The LinearTimeNeRV software package implements lineartimeNeRV, a nonlinear dimensionality reduction algorithm for visualization that works in linear time O(N) with respect to the number of data points N.  

LinearTimeNeRV was developed as a modification of the original NeRV algorithm ("dredviz" software package), in order to reduce the O(N^2) computational complexity of that original algorithm. LinearTimeNeRV is developed by the Statistical Machine Learning and Bioinformatics group at the Department of Information and Computer Science, Aalto University (http://www.cis.hut.fi/projects/mi/sdm). See REFERENCES at the end of this file for a list of relevant publications. 

LinearTimeNeRV is currently maintained by Konstantinos Georgatzis (konstantinos.georgatzis@aalto.fi) and Jaakko Peltonen (jaakko.peltonen@aalto.fi). 


LICENSE

All the code by Konstantinos Georgatzis, Kristian Nybo, Jaakko Peltonen and Jarkko Venna (ie., everything outside of the subdirectory 'newmat') is released under the Lesser GNU Public License; see the file LICENSE for more information. Parts of LinearTimeNeRV use the newmat 10 library by Robert Davies (http://www.robertnz.net/nm10). For convenience, an unmodified copy of newmat 10 is distributed along with LinearTimeNeRV inside a subdirectory called 'newmat'. Robert Davies places no restrictions on the use of newmat; for details, see the file COPYING in the newmat subdirectory. 


USING LINEARTIMENERV

To compile the software, simply type 'make linearnerv' in the source directory. You should end up with the "linearnerv" binary:

To project a data set with LinearTimeNeRV, just change into the directory where the binary is (by default the source directory) and type

linearnerv --inputfile infilename --outputfile outfilename

where 'infilename' is the name of the file that contains the data vectors. The program will store the projection of your data set in the file specified by 'outfilename'.

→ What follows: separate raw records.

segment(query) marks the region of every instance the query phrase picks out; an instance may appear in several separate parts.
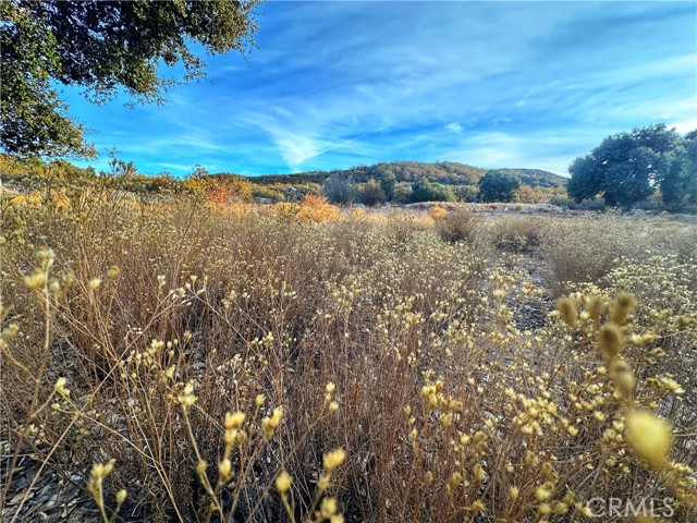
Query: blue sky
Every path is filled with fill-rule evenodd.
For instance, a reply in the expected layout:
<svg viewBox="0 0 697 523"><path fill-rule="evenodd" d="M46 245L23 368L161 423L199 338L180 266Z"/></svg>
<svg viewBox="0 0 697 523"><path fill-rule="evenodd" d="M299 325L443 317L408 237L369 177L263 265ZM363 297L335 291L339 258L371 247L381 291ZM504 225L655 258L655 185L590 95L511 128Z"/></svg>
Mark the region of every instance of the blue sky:
<svg viewBox="0 0 697 523"><path fill-rule="evenodd" d="M565 174L608 134L697 127L697 3L271 1L259 46L207 57L162 106L64 89L140 172L461 161ZM106 169L102 155L90 163Z"/></svg>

Your data set should be in SOM_PAK format; see below for an example. Lines beginning with a '#' are treated as comments and ignored. The first line in the file that is not a comment line specifies the dimension of the data set as a positive integer, '3' in the example. The rest of the file contains the actual data, with each line containing the coordinates of one data point as decimal numbers separated by whitespace.

#sample SOM_PAK file
#a three-dimensional data set consisting of four points
3
1.0 2.0 3.0
4.0 5.0 6.0
7.0 8.0 9.0
0.0 1.1 2.2
#end sample SOM_PAK file

The output file will also be in SOM_PAK format.


In addition to the required commandline switches --inputfile and --outputfile, each program supports a number of other optional switches. For LinearTimeNeRV, interesting switches for the end-user are: 

--lambda 
which allows the user to control the tradeoff between smoothed precision and smoothed recall. A lambda value close to 0 will emphasize precision, whereas a lambda value close to 1 will emphasize recall. Default value is 0.1.

--nexactpercentage 
which is the percentage of the data that will be treated with their exact coordinates. The rest of the data will be taken into account through the cluster statistics to which each data point belongs. A 100% value is practically equivalent to running the original NeRV (no speedup, maximum performance); a 0% value means that all data points are treated indirectly through their clusters (maximun speedup, inferior performance). Default value is 0% (fastest version)

--nclusters
which is the number of clusters in which the data will be partitioned. Default value is 20.

There are further switches that affect the number of iterations of the algorithm, neighborhood sizes etc. For a complete list of supported switches, run the relevant program with the switch --help.



REFERENCES

[Venna2010]: Jarkko Venna, Jaakko Peltonen, Kristian Nybo, Helena Aidos, and Samuel Kaski. Information Retrieval Perspective to Nonlinear Dimensionality Reduction for Data Visualization. Journal of Machine Learning Research, 11:451-490, 2010.
[Venna2007]: Jarkko Venna and Samuel Kaski. Nonlinear Dimensionality Reduction as Information Retrieval. In Marina Meila and Xiaotong Shen, editors, Proceedings of AISTATS 2007, the 11th International Conference on Artificial Intelligence and Statistics. Omnipress, 2007. JMLR Workshop and Conference Proceedings, Volume 2: AISTATS 2007.
[Venna2006]: Jarkko Venna and Samuel Kaski. Local multidimensional scaling. Neural Networks, 19, pp 889--899, 2006.
[Kaski2003]: Samuel Kaski, Janne Nikkilä, Merja Oja, Jarkko Venna, Petri Törönen, and Eero Castren. Trustworthiness and metrics in visualizing similarity of gene expression. BMC Bioinformatics, 4:48, 2003.